Dandelion is a high performance non-cryptographic random number generator suitable for algorithms applied to simulation, testing, statistics, and data structures. It has a state of 128 bits, and a cycle length of 2¹²⁸ - 1.

Example

use dandelion::Rng;
let mut rng = Rng::from_u64(0);
let x = rng.u64();
let y = rng.between_u64(1, 6);
let z = rng.f64();

Algorithm

The core of Dandelion's random number generator has two parts: a state transition function F: (u64, u64) -> (u64, u64) and an output function G: (u64, u64) -> u64, such that the kth output is

G(F(F( ... F(x₀, y₀) ... )))
  \________/
   k times

where the initial state is (x₀, y₀).

The state transition function F is defined

F(x, y) = (y ^ shr(y, 19), x ^ ror(y, 7))

and the output function G is defined

G(x, y) = y + ((x * x) ^ ((x * x) >> 64))

where x and y are u64s, and we use both the lower and upper halves of a (u64, u64) -> u128 full multiply. We further require the state to not be all zeros, i.e. (x, y) ≠ (0, 0).

There are two things to note about these functions. First, F can be thought of as an invertible linear transformation on the space F₂¹²⁸ of vectors of 128 bits, i.e. F is an element of GL(128, F₂). Second, G can be thought of as a permutation on F₂¹²⁸ / { 0 } followed by a truncation.

The Period of the State Transition Function

We will demonstrate that the state transition function has full period 2¹²⁸ - 1. We can do the necessary computations on binary matrices in GL(128, F₂). Let A be the binary matrix representing our transition. Then it is sufficient to show that

pow(A, 2¹²⁸ - 1) = I

and

pow(A, (2¹²⁸ - 1) / p) ≠ I

for all prime divisors p of 2¹²⁸ - 1, where I is the identity matrix. We can compute powers pow(A, n) in O(log(n)) time, so these computations are feasible. Actually, it is a little faster to check the equivalent pow(A, 2¹²⁸) = A for the first condition.

The Mersenne number 2¹²⁸ - 1 factors into Fermat numbers as

2¹²⁸ - 1 =
    (2¹ + 1)
    * (2² + 1)
    * (2⁴ + 1)
    * (2⁸ + 1)
    * (2¹⁶ + 1)
    * (2³² + 1)
    * (2⁶⁴ + 1)

and the prime factorizations of small(er) Fermat numbers are well known.
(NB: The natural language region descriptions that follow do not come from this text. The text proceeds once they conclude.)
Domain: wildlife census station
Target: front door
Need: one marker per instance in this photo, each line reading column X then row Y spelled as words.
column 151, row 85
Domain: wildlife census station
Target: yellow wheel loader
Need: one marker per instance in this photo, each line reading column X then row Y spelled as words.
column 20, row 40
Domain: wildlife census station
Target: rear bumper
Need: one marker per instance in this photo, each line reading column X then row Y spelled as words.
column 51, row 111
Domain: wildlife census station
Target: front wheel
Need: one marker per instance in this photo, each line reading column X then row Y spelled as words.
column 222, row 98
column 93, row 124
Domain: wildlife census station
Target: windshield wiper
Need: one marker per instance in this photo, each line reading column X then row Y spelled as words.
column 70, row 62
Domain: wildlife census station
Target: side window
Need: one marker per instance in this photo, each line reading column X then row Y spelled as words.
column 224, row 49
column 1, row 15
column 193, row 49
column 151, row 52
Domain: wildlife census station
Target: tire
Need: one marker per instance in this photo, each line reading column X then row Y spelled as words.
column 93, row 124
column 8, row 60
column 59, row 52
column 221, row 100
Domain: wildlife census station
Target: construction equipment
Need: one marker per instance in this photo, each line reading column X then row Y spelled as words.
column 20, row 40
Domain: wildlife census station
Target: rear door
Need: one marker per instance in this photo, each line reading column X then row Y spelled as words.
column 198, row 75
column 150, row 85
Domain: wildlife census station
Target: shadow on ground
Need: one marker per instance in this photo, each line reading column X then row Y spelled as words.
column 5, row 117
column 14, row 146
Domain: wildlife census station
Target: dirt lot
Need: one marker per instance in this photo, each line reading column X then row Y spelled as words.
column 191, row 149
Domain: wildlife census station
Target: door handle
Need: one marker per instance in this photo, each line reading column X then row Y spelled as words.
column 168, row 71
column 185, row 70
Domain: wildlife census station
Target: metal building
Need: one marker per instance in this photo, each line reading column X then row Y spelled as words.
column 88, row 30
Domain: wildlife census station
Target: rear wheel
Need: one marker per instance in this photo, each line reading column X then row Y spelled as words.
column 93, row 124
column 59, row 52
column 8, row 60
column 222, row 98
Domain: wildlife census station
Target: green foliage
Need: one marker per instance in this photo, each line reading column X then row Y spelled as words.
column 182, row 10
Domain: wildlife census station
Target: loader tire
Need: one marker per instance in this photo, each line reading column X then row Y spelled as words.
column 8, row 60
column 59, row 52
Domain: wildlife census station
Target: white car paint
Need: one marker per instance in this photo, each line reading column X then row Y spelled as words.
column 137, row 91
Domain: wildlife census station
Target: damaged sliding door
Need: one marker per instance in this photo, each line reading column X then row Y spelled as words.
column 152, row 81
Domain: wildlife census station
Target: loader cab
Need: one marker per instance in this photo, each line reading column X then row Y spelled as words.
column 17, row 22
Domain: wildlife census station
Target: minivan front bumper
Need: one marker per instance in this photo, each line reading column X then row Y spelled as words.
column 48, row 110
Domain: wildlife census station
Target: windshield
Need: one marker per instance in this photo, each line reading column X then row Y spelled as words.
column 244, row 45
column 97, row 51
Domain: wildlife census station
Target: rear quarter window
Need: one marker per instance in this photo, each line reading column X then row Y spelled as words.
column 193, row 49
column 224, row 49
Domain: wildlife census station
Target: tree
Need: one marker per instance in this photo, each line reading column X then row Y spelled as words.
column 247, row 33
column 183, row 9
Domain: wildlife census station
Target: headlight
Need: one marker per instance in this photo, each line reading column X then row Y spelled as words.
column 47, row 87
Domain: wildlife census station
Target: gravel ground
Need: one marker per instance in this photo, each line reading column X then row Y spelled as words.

The full prime factorization of 2¹²⁸ - 1 is

2¹²⁸ - 1 =
    3
    * 5
    * 17
    * 257
    * 65_537
    * 641
    * 6_700_417
    * 274_177
    * 67_280_421_310_721

The complete set of (α, β) such that

(x, y) ⇒ (y ^ shr(y, α), x ^ ror(y, β))

has full period is

α=19 β=7
α=29 β=23 
α=33 β=29 

and we use (19, 7) because it has the least sparse transition matrix.

Maximal Equidistribution

The fact that the random number generator is maximally 1-equidistributed follows immediately from the fact that the state transition function has full period and that the output function is a truncated permutation.

Indeed, a Feistel round

(x, y) ⇒ (y + H(x), x)

is a permutation irrespective of any properties of H.

The output multiset is F₂¹²⁸ / 0 truncated to 64 bits, so 0 occurs 2⁶⁴ - 1 times and every other value occurs 2⁶⁴ times.

Design Considerations

A state size of 128 bits was selected because 64 bits might be too small for some non-cryptographic applications, but 128 bits should be enough for almost everything.

The state transition function is similar in spirit to those in the xorshift extended family, but is weakened as much as possible while retaining a full period.

The output function contains a mixer which does a (u64, u64) -> u128 full multiply and then xors the lower and upper halves. This does a lot of mixing while being relatively cheap on modern CPUs in phones, laptops, and servers. This kind of mixer was inspired by similar constructions in the mum-hash and wyhash libraries.